True words about living habits

In Hbl of 12.06. Fredrik Sonck published a VERY important ledarkrönika titled ”Klimatdebatten måste vara obekväm”. In it he pointed to a recent avhandling which was showing a ”robust samband” between economical growth and an increase in climate-harming exhaust gases under ALL types of political conditions.

This should not be such a surprise (the more money one gets to hand the more one is inclined to spend some of it for a few additional comforts – which in turn will easily demand some additional burning of fuels, some addition of meat to the diet, some new objects the production of which will result in some pollution …). Indeed one could (and quite some people do) be in doubt what is more dangerous for the globe, the increase in the number of people who want to survive or the widely growing demands for a better standard of living.

Fredrik Sonck points in this context to some quite usual phenomena of the Finnish summer (with vattenskotrarna as an extreme example of unnecessary consumption of fuel), some of which are certainly familiar also to me: the family which has inherited some cottage somewhere deep in the Finnish countryside and drives there in the weekend over a distance of a few hundred kilometres, cooks coffee, cuts the lawn, heats the sauna, and after these activities drives the same few hundred kilometres back to town is after all no remarkable exception … . And to fly at least once per year south for some holiday in the sun is not anything unusual either.

And what to do then? Some may be tempted to try and produce some political ammunition from these matters: in the last issue of Ny Tid there was a speech by Jonas Sjöstedt (ordförande for Sweden’s Vänsterpartiet) where he says that ”[d]e rikaste har den mest ohållbara livsstilen för klimatet” – which may be true, but does not change anything about the disastrous habits of the very many … . And once people have got used to their habits, it will ESPECIALLY IN A DEMOCRACY be EXTREMELY difficult to get them to give them up. On top of which there are the governments who are permanently (and justly) worrying from where to get the necessary income (in the form of taxes) from which to pay for the services which the governments are under legal obligation to provide (from which a permanent and insatiable wish for more growth).

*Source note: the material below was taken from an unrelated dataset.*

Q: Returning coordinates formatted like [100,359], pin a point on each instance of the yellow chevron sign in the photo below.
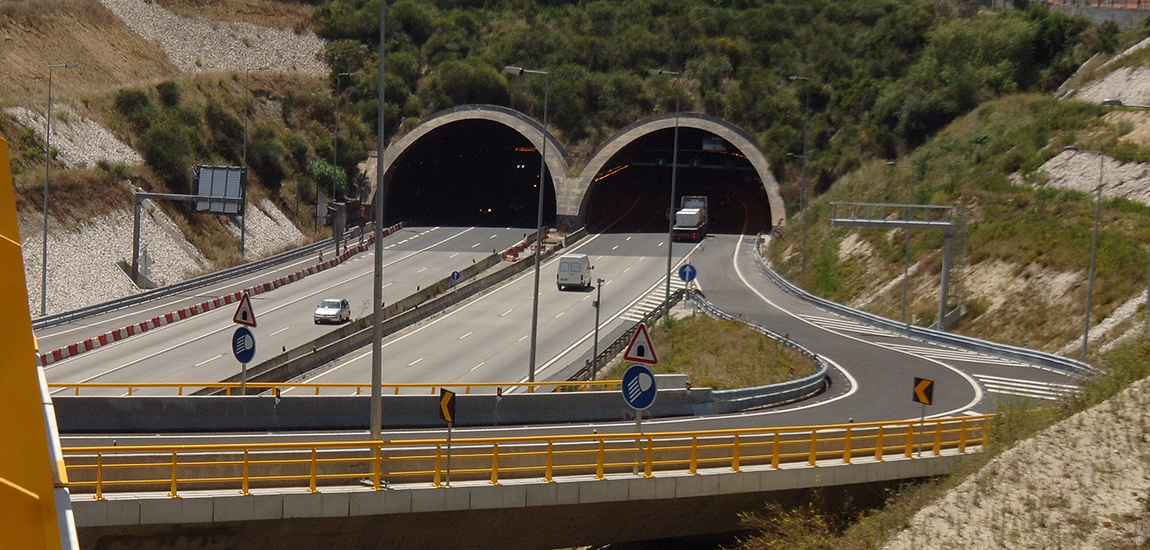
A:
[924,390]
[27,481]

In this situation, I think that quite a number of different steps have to be taken: (a) we need more intelligent politicians – which means that any candidate for high political office has to be put through a series of tests whether s/he has the necessary intelligence (and motivation) for the position s/he aims for -, so that (b) s/he does not fall for the neo-liberal brainwash which is being spread by the media (who try to please their superiors and advertisers, who DO like neo-liberalism), but instead (c) dares to become ACTIVE (cf Ha-Joon Chang’s ”Thing 12”) about establishing some industries which might help the climate: this would concern muscle-powered vehicles for the daily travels (e.g. to and from the job), airships (for quite a number of problems including, e.g., regional air traffic), promotion of renewable energy sources, recycling, etc.. This would of course also demand (d) less lazy (and ALSO more intelligent) judges in our courts, who would go to the trouble of considering what ADEQUATE answers to up-coming problems would look like (instead of blindly giving priority to the interests of private property) and also formulating according demands to the legislators. As a supplement to these demands there should also be installed a system for the invitation, collection and expert consideration of suggestions from the public, because free enterprise has the unwelcome tendency to come up only with suggestions which tend to disregard anybody who is unable to pay and also to blackpaint any competing – even though possibly better – suggestions (as they would not add to the profits of the suggesting party). And after the combination of suggestions from the public and economically active politicians has resulted in the availability of more environmental-friendly ways to take care of established habits, the next step would be to make the less environment-friendly ways less and less attractive (e.g. by increasing taxes on fuels, on long-distance air travel, on cars – perhaps with exceptions for specific groups, as e.g. families with small children or similar). Altogether, the problem would demand VERY MUCH THOUGHT, long-run, consequent activity, quite a number of legal restrictions (e.g. on advertising) , and certainly also the invention and promotion of more environment-friendly ways of spending one’s time.